The start of the RC timer circuit is controlled by a circuit obtained from a controlled rectifier 48, e.g.

a four-layer switching diode or a triac, in parallel with the capacitor 38 coupled and a zero crossing detector 50 is formed, the pulse output of which is connected to the gate or control terminal of the controlled rectifier 48.

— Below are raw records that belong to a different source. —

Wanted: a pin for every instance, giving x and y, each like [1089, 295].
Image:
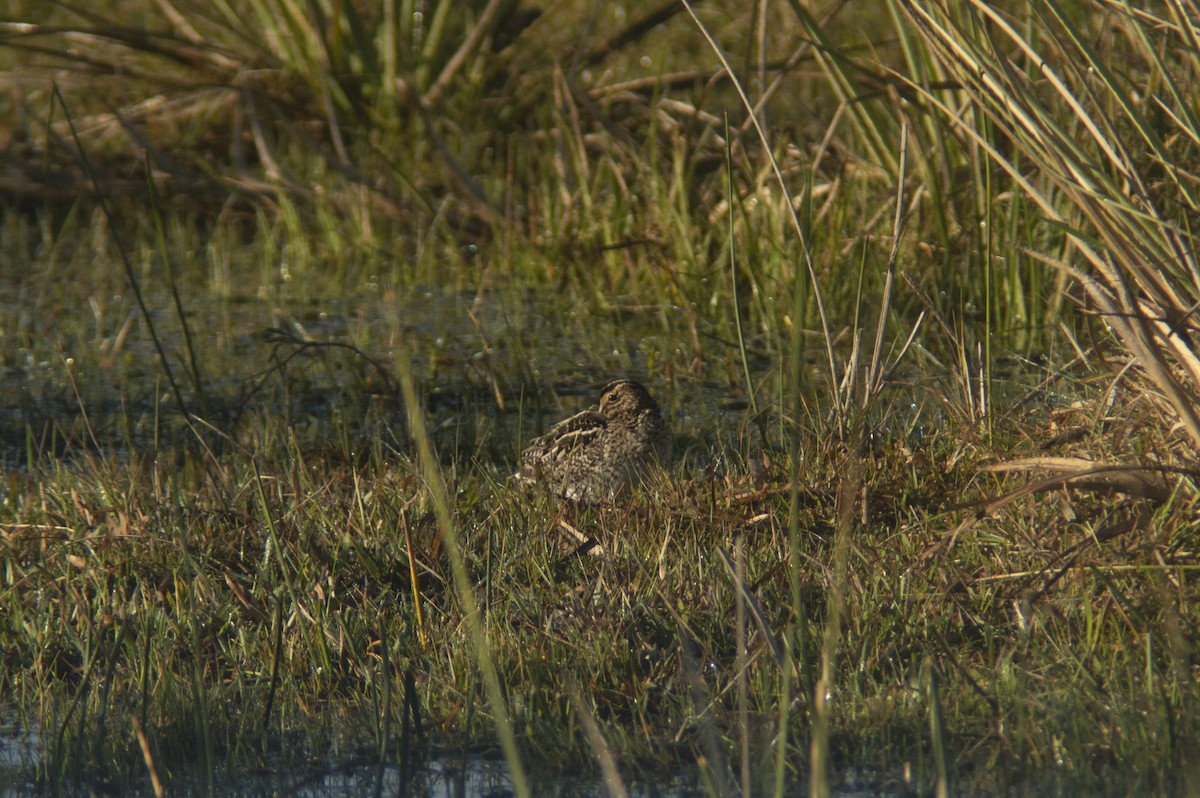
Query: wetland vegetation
[286, 287]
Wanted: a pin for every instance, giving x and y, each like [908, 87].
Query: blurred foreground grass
[935, 510]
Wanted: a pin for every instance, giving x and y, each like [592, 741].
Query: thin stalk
[463, 586]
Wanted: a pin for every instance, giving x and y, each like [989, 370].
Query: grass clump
[924, 337]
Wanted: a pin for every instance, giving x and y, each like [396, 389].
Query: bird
[594, 455]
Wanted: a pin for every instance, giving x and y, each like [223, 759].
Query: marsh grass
[385, 251]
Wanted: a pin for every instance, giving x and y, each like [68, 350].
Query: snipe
[593, 455]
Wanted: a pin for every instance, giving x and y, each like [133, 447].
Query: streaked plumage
[593, 455]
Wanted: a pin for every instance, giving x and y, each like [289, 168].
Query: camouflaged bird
[593, 455]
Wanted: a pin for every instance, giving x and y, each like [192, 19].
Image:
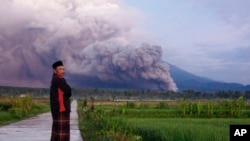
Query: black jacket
[61, 83]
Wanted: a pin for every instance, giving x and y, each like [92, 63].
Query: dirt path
[38, 128]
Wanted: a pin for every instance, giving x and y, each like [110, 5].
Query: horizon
[124, 45]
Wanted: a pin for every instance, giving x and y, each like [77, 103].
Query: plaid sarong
[61, 127]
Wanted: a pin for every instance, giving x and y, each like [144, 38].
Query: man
[60, 93]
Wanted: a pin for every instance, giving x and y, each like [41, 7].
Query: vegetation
[17, 108]
[116, 94]
[176, 120]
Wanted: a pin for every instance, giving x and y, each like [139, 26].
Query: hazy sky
[209, 38]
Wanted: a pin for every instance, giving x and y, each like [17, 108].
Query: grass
[147, 121]
[184, 129]
[18, 109]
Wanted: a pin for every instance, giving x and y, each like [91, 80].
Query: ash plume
[95, 39]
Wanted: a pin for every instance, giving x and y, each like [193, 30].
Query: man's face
[59, 70]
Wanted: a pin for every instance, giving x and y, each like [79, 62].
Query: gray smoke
[94, 38]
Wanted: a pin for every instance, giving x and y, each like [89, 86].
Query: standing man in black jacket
[60, 93]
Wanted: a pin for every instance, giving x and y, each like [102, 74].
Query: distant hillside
[185, 80]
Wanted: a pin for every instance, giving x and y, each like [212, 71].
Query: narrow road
[38, 128]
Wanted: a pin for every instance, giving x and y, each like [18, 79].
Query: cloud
[95, 40]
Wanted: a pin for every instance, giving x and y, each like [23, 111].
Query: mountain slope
[188, 81]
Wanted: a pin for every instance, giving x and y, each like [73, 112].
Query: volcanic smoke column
[95, 39]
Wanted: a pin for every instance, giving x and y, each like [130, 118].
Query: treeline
[116, 94]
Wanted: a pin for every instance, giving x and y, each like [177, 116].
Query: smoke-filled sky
[210, 38]
[100, 42]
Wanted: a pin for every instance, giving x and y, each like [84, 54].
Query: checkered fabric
[61, 127]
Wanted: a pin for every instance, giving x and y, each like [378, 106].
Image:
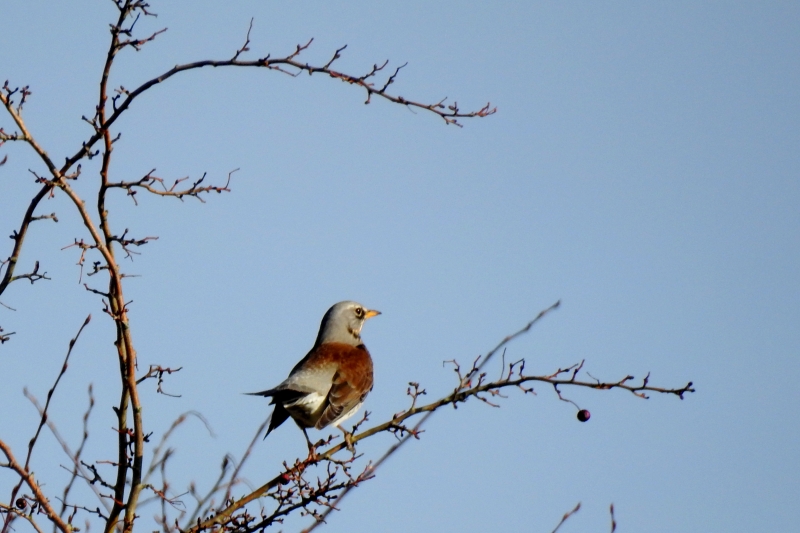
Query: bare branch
[566, 516]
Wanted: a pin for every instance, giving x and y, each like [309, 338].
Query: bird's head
[343, 322]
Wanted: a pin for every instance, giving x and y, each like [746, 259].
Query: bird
[330, 383]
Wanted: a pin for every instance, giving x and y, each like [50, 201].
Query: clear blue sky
[642, 167]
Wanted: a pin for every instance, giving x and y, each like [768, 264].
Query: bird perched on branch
[330, 383]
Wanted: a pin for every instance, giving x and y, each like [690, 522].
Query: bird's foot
[348, 440]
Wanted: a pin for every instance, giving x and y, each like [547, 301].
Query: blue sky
[642, 167]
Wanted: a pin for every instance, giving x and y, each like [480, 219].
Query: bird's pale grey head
[343, 322]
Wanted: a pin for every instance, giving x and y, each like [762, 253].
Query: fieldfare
[330, 383]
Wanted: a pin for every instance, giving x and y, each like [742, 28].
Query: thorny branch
[471, 384]
[293, 489]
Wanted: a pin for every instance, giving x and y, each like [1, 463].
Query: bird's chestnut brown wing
[351, 383]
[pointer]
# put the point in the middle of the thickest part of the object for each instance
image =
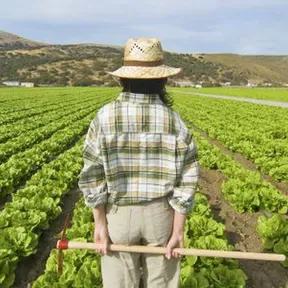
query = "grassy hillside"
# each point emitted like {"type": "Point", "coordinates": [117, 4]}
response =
{"type": "Point", "coordinates": [257, 68]}
{"type": "Point", "coordinates": [86, 64]}
{"type": "Point", "coordinates": [10, 41]}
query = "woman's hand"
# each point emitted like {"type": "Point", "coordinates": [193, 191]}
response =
{"type": "Point", "coordinates": [176, 241]}
{"type": "Point", "coordinates": [177, 238]}
{"type": "Point", "coordinates": [101, 236]}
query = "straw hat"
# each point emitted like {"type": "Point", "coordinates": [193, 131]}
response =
{"type": "Point", "coordinates": [143, 59]}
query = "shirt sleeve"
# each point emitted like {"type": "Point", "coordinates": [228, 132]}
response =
{"type": "Point", "coordinates": [183, 195]}
{"type": "Point", "coordinates": [92, 181]}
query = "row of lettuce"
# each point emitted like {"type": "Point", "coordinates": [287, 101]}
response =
{"type": "Point", "coordinates": [24, 126]}
{"type": "Point", "coordinates": [258, 132]}
{"type": "Point", "coordinates": [63, 134]}
{"type": "Point", "coordinates": [32, 207]}
{"type": "Point", "coordinates": [246, 191]}
{"type": "Point", "coordinates": [82, 267]}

The controlled rectifier 48 is connected to a current limiting resistor 52 in series at the mains connections 12 and 16. The connection point of the components 36 and 38 is connected to the junction of components 48 and 52 via diode 54 coupled. As long as the rectifier 48 is conducting, the capacitor 38 cannot charge. As a result, it must be disabled in order to cope with the charging cycle of the timer circuit to start. The diode 54 separates the resistor 52 from the resistor during this charging process 36.

Various integrated circuits, available on the market, such as the RCA zero voltage switch of type CA3059.

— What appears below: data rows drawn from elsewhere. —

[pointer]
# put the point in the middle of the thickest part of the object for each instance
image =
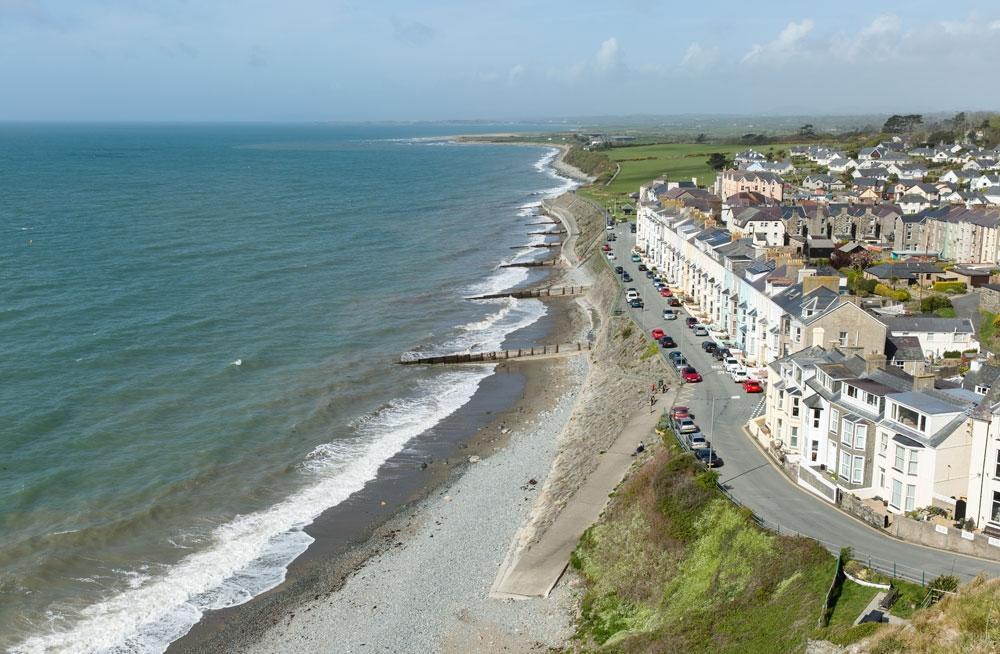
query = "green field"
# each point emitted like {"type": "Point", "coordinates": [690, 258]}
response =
{"type": "Point", "coordinates": [674, 161]}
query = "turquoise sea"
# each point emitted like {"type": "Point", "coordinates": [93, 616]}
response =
{"type": "Point", "coordinates": [198, 328]}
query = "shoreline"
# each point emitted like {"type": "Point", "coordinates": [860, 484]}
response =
{"type": "Point", "coordinates": [387, 513]}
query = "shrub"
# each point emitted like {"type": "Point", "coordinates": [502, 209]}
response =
{"type": "Point", "coordinates": [932, 303]}
{"type": "Point", "coordinates": [950, 287]}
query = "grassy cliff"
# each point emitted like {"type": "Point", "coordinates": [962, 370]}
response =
{"type": "Point", "coordinates": [674, 567]}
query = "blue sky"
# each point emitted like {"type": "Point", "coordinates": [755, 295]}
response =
{"type": "Point", "coordinates": [355, 60]}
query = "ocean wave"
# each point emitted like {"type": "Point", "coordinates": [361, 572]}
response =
{"type": "Point", "coordinates": [250, 554]}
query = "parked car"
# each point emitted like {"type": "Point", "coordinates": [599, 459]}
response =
{"type": "Point", "coordinates": [678, 412]}
{"type": "Point", "coordinates": [708, 456]}
{"type": "Point", "coordinates": [696, 440]}
{"type": "Point", "coordinates": [686, 426]}
{"type": "Point", "coordinates": [691, 375]}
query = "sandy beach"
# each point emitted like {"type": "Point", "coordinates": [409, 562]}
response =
{"type": "Point", "coordinates": [420, 581]}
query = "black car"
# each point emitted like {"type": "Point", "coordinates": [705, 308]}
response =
{"type": "Point", "coordinates": [708, 456]}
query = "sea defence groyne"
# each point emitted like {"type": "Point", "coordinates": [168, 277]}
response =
{"type": "Point", "coordinates": [550, 291]}
{"type": "Point", "coordinates": [496, 356]}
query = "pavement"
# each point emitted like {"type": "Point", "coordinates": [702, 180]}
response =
{"type": "Point", "coordinates": [753, 479]}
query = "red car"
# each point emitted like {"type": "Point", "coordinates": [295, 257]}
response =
{"type": "Point", "coordinates": [690, 375]}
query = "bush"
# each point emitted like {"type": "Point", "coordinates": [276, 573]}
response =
{"type": "Point", "coordinates": [950, 287]}
{"type": "Point", "coordinates": [932, 303]}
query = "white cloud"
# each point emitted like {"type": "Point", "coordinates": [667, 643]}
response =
{"type": "Point", "coordinates": [699, 58]}
{"type": "Point", "coordinates": [782, 48]}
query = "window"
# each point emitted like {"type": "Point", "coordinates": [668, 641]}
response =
{"type": "Point", "coordinates": [858, 472]}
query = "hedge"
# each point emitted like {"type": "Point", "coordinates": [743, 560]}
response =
{"type": "Point", "coordinates": [950, 287]}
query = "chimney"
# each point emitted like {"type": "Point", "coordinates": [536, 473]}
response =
{"type": "Point", "coordinates": [924, 381]}
{"type": "Point", "coordinates": [875, 362]}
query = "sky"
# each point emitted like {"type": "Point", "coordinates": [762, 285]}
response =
{"type": "Point", "coordinates": [353, 60]}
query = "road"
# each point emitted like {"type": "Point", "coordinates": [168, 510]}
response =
{"type": "Point", "coordinates": [752, 478]}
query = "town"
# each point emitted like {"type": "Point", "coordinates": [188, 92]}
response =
{"type": "Point", "coordinates": [859, 289]}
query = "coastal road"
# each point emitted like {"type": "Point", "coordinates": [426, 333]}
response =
{"type": "Point", "coordinates": [751, 477]}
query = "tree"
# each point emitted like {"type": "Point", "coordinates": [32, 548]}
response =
{"type": "Point", "coordinates": [717, 161]}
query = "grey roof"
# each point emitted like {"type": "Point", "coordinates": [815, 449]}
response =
{"type": "Point", "coordinates": [903, 348]}
{"type": "Point", "coordinates": [924, 402]}
{"type": "Point", "coordinates": [930, 324]}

As FIG. 4 shows, the zero crossing detector 50 is direct for feeding connected to the connection 16 and via the resistor 56 to the connection 13. At the Pulse output is a resistor 65 to terminal 16. The two inputs are bridged with a resistor 60. One entrance is with one capacitor 58 as a filter for the 8V DC voltage of the integrated circuit of the zero crossing detector 50 connected to terminal 16. At the other input is a voltage divider, the consists of the resistors 62 and 64, to the terminal 16 out. The resistors 60, 62 and 64 are thus in series parallel to capacitor 58. At the junction an initiation or start switch is connected to resistors 62 and 64, which is represented by block 18.

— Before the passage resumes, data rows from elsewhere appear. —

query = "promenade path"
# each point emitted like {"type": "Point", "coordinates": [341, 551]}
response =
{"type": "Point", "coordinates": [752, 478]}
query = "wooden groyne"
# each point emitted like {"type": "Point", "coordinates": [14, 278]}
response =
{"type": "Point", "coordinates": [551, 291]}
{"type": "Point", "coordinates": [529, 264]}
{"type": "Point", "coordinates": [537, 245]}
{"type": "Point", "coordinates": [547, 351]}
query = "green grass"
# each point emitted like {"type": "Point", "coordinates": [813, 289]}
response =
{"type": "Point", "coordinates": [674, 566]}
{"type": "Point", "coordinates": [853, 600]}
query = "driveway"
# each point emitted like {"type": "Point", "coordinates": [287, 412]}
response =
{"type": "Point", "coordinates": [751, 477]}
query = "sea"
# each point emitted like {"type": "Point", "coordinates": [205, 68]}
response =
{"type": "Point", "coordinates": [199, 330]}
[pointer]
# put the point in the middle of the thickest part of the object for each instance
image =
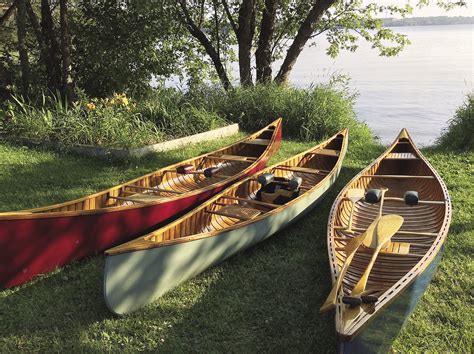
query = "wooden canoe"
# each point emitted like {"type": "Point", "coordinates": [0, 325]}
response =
{"type": "Point", "coordinates": [404, 268]}
{"type": "Point", "coordinates": [141, 270]}
{"type": "Point", "coordinates": [38, 240]}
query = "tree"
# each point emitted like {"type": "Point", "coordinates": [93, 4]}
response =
{"type": "Point", "coordinates": [67, 83]}
{"type": "Point", "coordinates": [280, 29]}
{"type": "Point", "coordinates": [21, 33]}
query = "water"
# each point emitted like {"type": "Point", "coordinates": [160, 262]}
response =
{"type": "Point", "coordinates": [420, 89]}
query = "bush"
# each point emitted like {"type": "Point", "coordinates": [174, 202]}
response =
{"type": "Point", "coordinates": [308, 114]}
{"type": "Point", "coordinates": [459, 134]}
{"type": "Point", "coordinates": [109, 122]}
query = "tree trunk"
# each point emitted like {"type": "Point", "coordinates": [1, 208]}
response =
{"type": "Point", "coordinates": [304, 33]}
{"type": "Point", "coordinates": [7, 13]}
{"type": "Point", "coordinates": [67, 82]}
{"type": "Point", "coordinates": [210, 50]}
{"type": "Point", "coordinates": [245, 33]}
{"type": "Point", "coordinates": [52, 61]}
{"type": "Point", "coordinates": [21, 31]}
{"type": "Point", "coordinates": [263, 54]}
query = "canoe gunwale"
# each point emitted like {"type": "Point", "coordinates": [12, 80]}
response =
{"type": "Point", "coordinates": [36, 213]}
{"type": "Point", "coordinates": [326, 179]}
{"type": "Point", "coordinates": [391, 294]}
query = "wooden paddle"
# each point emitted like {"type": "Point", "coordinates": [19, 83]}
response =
{"type": "Point", "coordinates": [354, 195]}
{"type": "Point", "coordinates": [378, 240]}
{"type": "Point", "coordinates": [350, 250]}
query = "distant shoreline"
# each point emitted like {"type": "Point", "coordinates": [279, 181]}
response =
{"type": "Point", "coordinates": [428, 21]}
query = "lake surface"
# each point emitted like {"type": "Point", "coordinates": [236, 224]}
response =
{"type": "Point", "coordinates": [420, 89]}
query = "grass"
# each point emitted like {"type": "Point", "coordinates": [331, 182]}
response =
{"type": "Point", "coordinates": [264, 299]}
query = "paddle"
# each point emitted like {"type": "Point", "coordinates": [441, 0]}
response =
{"type": "Point", "coordinates": [378, 240]}
{"type": "Point", "coordinates": [350, 250]}
{"type": "Point", "coordinates": [354, 195]}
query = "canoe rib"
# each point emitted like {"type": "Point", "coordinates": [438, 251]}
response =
{"type": "Point", "coordinates": [400, 168]}
{"type": "Point", "coordinates": [38, 240]}
{"type": "Point", "coordinates": [213, 231]}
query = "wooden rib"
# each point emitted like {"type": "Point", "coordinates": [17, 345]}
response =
{"type": "Point", "coordinates": [232, 158]}
{"type": "Point", "coordinates": [252, 201]}
{"type": "Point", "coordinates": [396, 176]}
{"type": "Point", "coordinates": [302, 170]}
{"type": "Point", "coordinates": [401, 168]}
{"type": "Point", "coordinates": [326, 152]}
{"type": "Point", "coordinates": [156, 189]}
{"type": "Point", "coordinates": [257, 142]}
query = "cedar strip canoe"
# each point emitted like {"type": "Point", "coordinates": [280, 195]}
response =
{"type": "Point", "coordinates": [400, 274]}
{"type": "Point", "coordinates": [37, 241]}
{"type": "Point", "coordinates": [138, 272]}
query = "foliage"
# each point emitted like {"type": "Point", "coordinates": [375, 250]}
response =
{"type": "Point", "coordinates": [459, 134]}
{"type": "Point", "coordinates": [117, 121]}
{"type": "Point", "coordinates": [176, 113]}
{"type": "Point", "coordinates": [119, 48]}
{"type": "Point", "coordinates": [105, 122]}
{"type": "Point", "coordinates": [264, 299]}
{"type": "Point", "coordinates": [308, 114]}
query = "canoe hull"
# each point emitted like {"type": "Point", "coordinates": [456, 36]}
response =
{"type": "Point", "coordinates": [42, 244]}
{"type": "Point", "coordinates": [127, 287]}
{"type": "Point", "coordinates": [378, 336]}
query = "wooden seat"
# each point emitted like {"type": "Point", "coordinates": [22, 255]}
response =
{"type": "Point", "coordinates": [401, 156]}
{"type": "Point", "coordinates": [302, 170]}
{"type": "Point", "coordinates": [139, 198]}
{"type": "Point", "coordinates": [248, 159]}
{"type": "Point", "coordinates": [153, 189]}
{"type": "Point", "coordinates": [236, 211]}
{"type": "Point", "coordinates": [327, 152]}
{"type": "Point", "coordinates": [264, 142]}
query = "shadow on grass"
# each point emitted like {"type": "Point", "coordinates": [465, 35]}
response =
{"type": "Point", "coordinates": [265, 298]}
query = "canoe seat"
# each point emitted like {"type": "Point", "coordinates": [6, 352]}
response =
{"type": "Point", "coordinates": [232, 158]}
{"type": "Point", "coordinates": [401, 156]}
{"type": "Point", "coordinates": [264, 142]}
{"type": "Point", "coordinates": [236, 211]}
{"type": "Point", "coordinates": [139, 198]}
{"type": "Point", "coordinates": [302, 170]}
{"type": "Point", "coordinates": [327, 152]}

It is connected to terminal 16. The zero crossing detector 50, here the mentioned IC is wired so that it works as a differential amplifier. When the resistor 64 is short-circuited by the function of the block 18, generated the IC unit emits a 1.5 V pulse for each zero crossing of the AC line waveform at their exit. As a result, the rectifier 48 and the capacitor remain conductive 38 does not begin to charge. As soon as the start switch in block 18 is opened this switches off the zero crossing detector. As a result, the rectifier blocks 48 from the next zero crossing and the timer circuit begins its cycle at the zero crossing regardless of the time of actuation of the start switch 18. As As a result, the controlled rectifier 24 always ignites at a constant, selected one Point in time and the flash intensity remains constant.

Claims (5)

Claims: 1. Circuit for operating an arc discharge flash lamp, which is fed by the usual alternating current network and which is a high-voltage pulse circuit has, which is connected to the AC voltage for supply and the one with the flash lamp is coupled so that the high voltage pulses emitted by it the flashlamp (10) ignite, characterized in that a voltage multiplier circuit in parallel to the flash lamp (10) is so the operating voltage above that supplied by the network Increase amount, creating a trigger circuit (17) connected to the primary winding (20a) connected to the pulse circuit and connected to its secondary winding (20b) an electrode of the flash lamp (10) and the ignition electrode (11) is coupled, the Ignition triggers. 2. Circuit according to claim 1, characterized in that the voltage multiplier circuit a voltage doubler circuit (21) which when connected to a single phase AC power source at the flashlight (10) supplies about double the voltage for the ignition. 3. A circuit according to claim 1, characterized in that the voltage multiplier circuit a voltage quadruple circuit for connection to a split phase alternating current source is, which means four times the voltage available for igniting the flash lamp stands. 4. A circuit according to claim 2, characterized in that the voltage doubler circuit in addition to a series diode (27), the capacitor connected in parallel with it (29) and the diode (31) lying parallel to the lamp in series with the latter one Has resistor (35) which limits the current through the diode (31). 5. A circuit according to claim 4, characterized in that to the Capacitor (29) and a resistor (33) in parallel with the diode (27), which is connected to the resistor (35) has a voltage divider for the one on the flash lamp (10) Tension forms.